Engagé volontaire dans la Marine nationale, la "Royale" comme l’on dit, il m’a été donné la chance de naviguer autour du monde. L’un des souvenirs le plus extraordinaire et le plus vivace qu’il m’en reste, est le voyage et le séjour en Polynésie, dans les îles, et plus particulièrement dans l’île de Tahiti.
Les anecdotes seraient nombreuses, mais je me limiterai aujourd’hui à évoquer un loisir, on dirait maintenant un sport, qui se pratique dans ces îles lointaines depuis plusieurs centaines d’années, et qui prouve que nous n’avons rien inventé.
Il s’agit d’un sport nautique, que nous avons découvert relativement récemment en Europe, et que tout un chacun a pu observer sur les plages : je veux parler du surf.
On peut en donner cette définition : sport nautique qui consiste à se laisser porter sur les vagues par les rouleaux, en se maintenant en équilibre sur une planche.
La pratique en est donc fort répandue de nos jours, et on utilise non seulement l’eau, pour cette "glisse", mais aussi la neige, et même l’air, balancé d’un avion.
Familier à l’époque des sports nautiques, je n’ai néanmoins jamais pratiqué le surf, ma seule expérience se limitant à quelques essais bien maladroits.
La souplesse, l’équilibre, le choix de la "bonne" vague sont les qualités de base qu’il faut posséder pour une pratique du surf avec succès.
On utilise une planche, aujourd’hui sophistiquée, mais les Polynésiens se servaient d’une pirogue longue et étroite, faite d’un seul tronc creusé, dont ils possédaient plusieurs types, des pirogues à balancier pour la pêche et les voyages moyens, au grand "paépaé" ou aux grandes pirogues doubles et pontées, pour la guerre et les voyages lointains.
J’ai assisté plusieurs fois à la même scène, décrite par le texte qui suit, et j’ai pu constater et admirer avec quelle maestria les naturels des îles surfent sur les rouleaux du grand Pacifique.
William Anderson (1750-1780) avait 23 ans quand il découvrit pour la première fois l’île de Tahiti, en 1773, lors du second voyage de James Cook, à bord de la "Resolution", sur laquelle William exerçait la fonction de second chirurgien.

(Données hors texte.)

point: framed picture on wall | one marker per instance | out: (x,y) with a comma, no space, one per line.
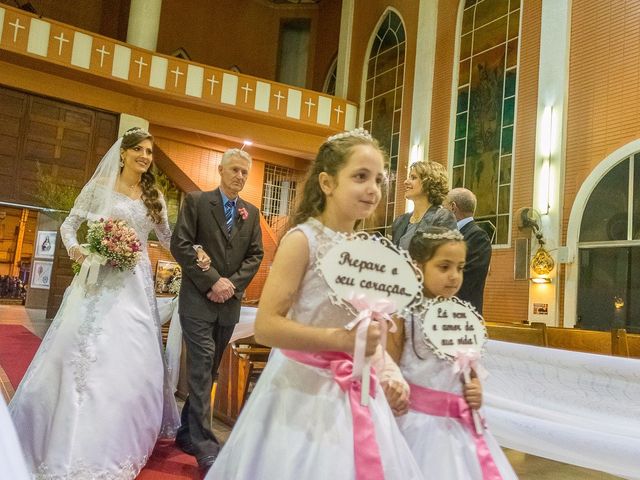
(41,274)
(45,244)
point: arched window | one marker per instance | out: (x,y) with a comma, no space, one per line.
(330,82)
(383,107)
(485,113)
(609,251)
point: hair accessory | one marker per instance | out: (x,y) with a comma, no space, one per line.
(357,132)
(134,131)
(448,235)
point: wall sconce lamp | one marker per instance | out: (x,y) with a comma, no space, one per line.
(542,262)
(416,153)
(540,280)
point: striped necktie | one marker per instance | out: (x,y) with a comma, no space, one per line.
(228,214)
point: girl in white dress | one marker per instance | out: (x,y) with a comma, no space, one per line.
(299,422)
(95,398)
(443,444)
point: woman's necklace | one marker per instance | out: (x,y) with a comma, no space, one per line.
(415,218)
(129,190)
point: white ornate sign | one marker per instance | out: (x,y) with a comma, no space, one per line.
(452,326)
(371,268)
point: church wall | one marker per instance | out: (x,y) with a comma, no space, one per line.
(245,33)
(106,17)
(505,298)
(604,92)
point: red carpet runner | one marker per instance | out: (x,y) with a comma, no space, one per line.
(18,346)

Il participa aussi au 3e voyage de Cook (1777), dont il fait le compte-rendu et des observations ethnographiques.
Autodidacte en sciences naturelles, personnage jeune et enthousiaste, il étudiera les récifs coralliens et s’intéressera aux langues et dialectes des îles, aux moeurs et manières de vivre des habitants et à leurs croyances.
Il mourra dans le Pacifique Nord, un an après Cook.
Nous verrons que, d’après sa relation, les Polynésiens se livraient depuis déjà bien longtemps à ces exploits nautiques qu’ils nommaient ehororoé.
Laissons à présent parler William Anderson, dans ce texte daté de 1777 :
"Ils connaissent les impressions voluptueuses qui résultent de certains exercices du corps, et qui chassent quelquefois le trouble et le chagrin de l’âme avec autant de succès que la musique.
Je puis citer là-dessus un fait remarquable qui s’est passé sous mes yeux. Me promenant un jour aux environs de la pointe Matavaï (nb : au nord de l’île de Tahiti, non loin de Papeete) ,où se trouvaient nos tentes, je vis un homme qui ramait dans sa pirogue avec une extrême rapidité, et comme il jetait d’ailleurs autour de lui des regards empressés, il attira mon attention.
J’imaginai d’abord qu’il avait commis un vol, et qu’on le poursuivait ; mais après l’avoir examiné quelque temps, je m’aperçus qu’il s’amusait.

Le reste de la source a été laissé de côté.